In water, the following equilibrium operates under standard conditions of temperature and pressure.......
#2H_2O(l) rightleftharpoons H_3O^+ + HO^-#
And as for any equilibrium, we can define an equilibrium constant. And in this instance, we write #K_w=[H_3O^+][HO^-]=10^(-14)#.
Given #[H_3O^+]=5.4xx10^-9*mol*L^-1#, then..............
#[HO^-]=(10^-14)/(5.4xx10^-9)=1.85xx10^-5*mol*L^-1#.
Since #[HO^-]">>"[H_3O^+]# the solution is BASIC.
Note that we can use #"the log function"# to make this calculation easier.
If we take #log_10# of both sides of #K_w=[H_3O^+][HO^-]=10^(-14)#, we get:
#log_10K_w=log_10[H_3O^+]+log_10[HO^-]#
OR..........
#-log_10K_w=-log_10[H_3O^+]-log_10[HO^-]#
But #-log_10K_w=pK_w#, and #-log_10[H_3O^+]=pH# and #-log_10[HO^-]=pOH# BY DEFINITION.

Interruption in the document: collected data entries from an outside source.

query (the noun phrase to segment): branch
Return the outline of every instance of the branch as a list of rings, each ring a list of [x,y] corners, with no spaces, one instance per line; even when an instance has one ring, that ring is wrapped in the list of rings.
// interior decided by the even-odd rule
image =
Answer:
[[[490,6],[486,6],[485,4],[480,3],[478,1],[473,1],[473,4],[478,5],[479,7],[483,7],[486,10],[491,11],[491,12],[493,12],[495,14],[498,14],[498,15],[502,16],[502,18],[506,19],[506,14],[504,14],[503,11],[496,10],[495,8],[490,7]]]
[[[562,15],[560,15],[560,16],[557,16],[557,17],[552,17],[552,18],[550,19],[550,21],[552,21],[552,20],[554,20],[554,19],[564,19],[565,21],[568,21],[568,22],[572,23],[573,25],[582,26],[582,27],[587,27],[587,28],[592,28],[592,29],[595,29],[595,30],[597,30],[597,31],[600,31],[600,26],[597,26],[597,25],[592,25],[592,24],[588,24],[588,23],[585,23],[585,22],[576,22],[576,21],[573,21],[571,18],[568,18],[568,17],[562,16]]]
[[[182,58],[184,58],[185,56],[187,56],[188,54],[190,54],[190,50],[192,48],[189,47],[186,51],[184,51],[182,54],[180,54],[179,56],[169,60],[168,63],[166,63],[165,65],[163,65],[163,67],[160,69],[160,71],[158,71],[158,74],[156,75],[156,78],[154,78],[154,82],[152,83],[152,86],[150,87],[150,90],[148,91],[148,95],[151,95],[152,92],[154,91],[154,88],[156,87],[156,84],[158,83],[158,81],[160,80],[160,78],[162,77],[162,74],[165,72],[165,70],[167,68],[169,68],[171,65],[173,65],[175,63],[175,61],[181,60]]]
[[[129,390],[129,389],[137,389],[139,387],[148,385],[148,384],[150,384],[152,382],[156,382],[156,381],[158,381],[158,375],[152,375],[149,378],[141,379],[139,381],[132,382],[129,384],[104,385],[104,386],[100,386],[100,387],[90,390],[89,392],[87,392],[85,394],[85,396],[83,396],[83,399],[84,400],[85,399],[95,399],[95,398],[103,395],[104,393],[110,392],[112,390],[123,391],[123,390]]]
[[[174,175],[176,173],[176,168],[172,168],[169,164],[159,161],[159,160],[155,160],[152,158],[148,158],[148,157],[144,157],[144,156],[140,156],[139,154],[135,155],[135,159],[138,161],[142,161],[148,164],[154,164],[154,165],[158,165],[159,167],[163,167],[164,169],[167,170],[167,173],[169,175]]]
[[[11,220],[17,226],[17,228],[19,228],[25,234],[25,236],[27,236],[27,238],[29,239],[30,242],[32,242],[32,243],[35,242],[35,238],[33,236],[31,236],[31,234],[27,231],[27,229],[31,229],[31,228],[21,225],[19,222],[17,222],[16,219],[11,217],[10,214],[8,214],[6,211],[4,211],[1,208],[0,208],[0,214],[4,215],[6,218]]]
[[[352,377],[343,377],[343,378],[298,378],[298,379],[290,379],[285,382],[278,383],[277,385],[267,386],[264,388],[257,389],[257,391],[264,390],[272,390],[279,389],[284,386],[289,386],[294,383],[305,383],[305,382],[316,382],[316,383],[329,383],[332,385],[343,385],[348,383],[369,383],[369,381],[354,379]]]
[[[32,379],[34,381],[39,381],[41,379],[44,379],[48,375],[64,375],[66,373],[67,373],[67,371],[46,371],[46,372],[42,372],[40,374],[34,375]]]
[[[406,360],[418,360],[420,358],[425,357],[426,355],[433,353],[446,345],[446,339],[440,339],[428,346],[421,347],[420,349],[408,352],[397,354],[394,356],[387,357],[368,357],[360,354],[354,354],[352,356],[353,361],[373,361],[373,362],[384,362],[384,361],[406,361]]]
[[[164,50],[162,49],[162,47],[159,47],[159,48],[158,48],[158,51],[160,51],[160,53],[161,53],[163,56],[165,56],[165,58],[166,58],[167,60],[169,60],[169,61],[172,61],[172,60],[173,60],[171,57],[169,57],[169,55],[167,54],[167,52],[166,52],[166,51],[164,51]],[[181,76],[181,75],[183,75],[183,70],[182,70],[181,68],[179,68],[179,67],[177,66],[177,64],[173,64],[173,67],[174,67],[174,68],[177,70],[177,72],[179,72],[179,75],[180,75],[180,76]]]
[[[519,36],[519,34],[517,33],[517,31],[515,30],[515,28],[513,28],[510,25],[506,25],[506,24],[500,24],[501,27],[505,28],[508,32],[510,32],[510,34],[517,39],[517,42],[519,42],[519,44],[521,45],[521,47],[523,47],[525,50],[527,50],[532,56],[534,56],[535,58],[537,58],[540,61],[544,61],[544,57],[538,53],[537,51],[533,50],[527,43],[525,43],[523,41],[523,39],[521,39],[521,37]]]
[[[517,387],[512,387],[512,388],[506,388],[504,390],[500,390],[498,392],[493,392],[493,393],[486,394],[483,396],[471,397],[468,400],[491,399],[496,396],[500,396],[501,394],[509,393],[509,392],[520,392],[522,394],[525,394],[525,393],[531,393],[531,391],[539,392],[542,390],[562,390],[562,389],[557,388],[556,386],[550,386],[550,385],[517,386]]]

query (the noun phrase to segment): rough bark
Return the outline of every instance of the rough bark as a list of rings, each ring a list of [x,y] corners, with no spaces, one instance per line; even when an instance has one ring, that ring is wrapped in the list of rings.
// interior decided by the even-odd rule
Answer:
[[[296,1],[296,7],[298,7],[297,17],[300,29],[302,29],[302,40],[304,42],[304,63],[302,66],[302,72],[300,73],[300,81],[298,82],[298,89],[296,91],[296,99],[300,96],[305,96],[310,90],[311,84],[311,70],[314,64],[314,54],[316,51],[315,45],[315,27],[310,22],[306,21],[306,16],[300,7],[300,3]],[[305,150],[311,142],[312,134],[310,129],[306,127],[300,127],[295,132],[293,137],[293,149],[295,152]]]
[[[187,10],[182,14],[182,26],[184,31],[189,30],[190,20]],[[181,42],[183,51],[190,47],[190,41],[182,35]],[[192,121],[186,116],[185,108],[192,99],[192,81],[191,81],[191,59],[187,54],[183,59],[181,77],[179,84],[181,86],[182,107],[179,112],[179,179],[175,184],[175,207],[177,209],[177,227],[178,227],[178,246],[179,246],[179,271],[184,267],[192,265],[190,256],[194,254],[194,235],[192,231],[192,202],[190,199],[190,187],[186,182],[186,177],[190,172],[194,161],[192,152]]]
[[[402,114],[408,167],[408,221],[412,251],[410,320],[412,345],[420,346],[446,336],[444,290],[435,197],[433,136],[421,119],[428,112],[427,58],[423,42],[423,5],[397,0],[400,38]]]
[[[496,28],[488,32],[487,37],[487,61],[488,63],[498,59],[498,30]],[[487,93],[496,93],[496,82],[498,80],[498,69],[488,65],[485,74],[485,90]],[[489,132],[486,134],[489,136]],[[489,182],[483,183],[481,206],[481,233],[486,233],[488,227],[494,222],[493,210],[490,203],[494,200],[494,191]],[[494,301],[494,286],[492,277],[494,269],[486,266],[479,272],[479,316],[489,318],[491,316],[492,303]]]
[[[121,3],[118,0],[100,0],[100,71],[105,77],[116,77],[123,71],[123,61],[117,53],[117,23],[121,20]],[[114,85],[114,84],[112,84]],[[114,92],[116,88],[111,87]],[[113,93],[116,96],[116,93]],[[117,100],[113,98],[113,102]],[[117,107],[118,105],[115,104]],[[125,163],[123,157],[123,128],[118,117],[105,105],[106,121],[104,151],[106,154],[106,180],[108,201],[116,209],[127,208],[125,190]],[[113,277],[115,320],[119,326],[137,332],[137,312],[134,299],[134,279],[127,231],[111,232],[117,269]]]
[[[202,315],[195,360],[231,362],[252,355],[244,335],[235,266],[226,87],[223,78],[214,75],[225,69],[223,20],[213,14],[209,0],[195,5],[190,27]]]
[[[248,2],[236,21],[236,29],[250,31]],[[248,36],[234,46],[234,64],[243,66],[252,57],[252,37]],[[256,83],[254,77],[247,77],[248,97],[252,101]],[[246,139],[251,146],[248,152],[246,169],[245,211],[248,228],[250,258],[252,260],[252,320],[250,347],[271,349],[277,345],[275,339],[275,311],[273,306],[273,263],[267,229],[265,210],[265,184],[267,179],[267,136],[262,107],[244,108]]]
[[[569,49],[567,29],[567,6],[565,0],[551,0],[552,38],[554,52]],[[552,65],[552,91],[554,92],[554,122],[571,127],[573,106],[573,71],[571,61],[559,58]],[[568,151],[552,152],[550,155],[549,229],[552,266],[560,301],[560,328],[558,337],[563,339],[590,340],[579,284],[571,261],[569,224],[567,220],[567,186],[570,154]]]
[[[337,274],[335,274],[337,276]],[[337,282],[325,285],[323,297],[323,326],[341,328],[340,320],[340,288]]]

And also by definition of the #"log function"#, #log_(10)10^-14=-14#.
And thus #14=pH+pOH#. And so (finally!) we can use this relationship in the given problem:
#[H_3O^+]=5.4xx10^-9#, and thus #pH=8.27#, #pOH=5.73#. At neutrality, #pOH=pH=7#. And here the solution is clearly basic.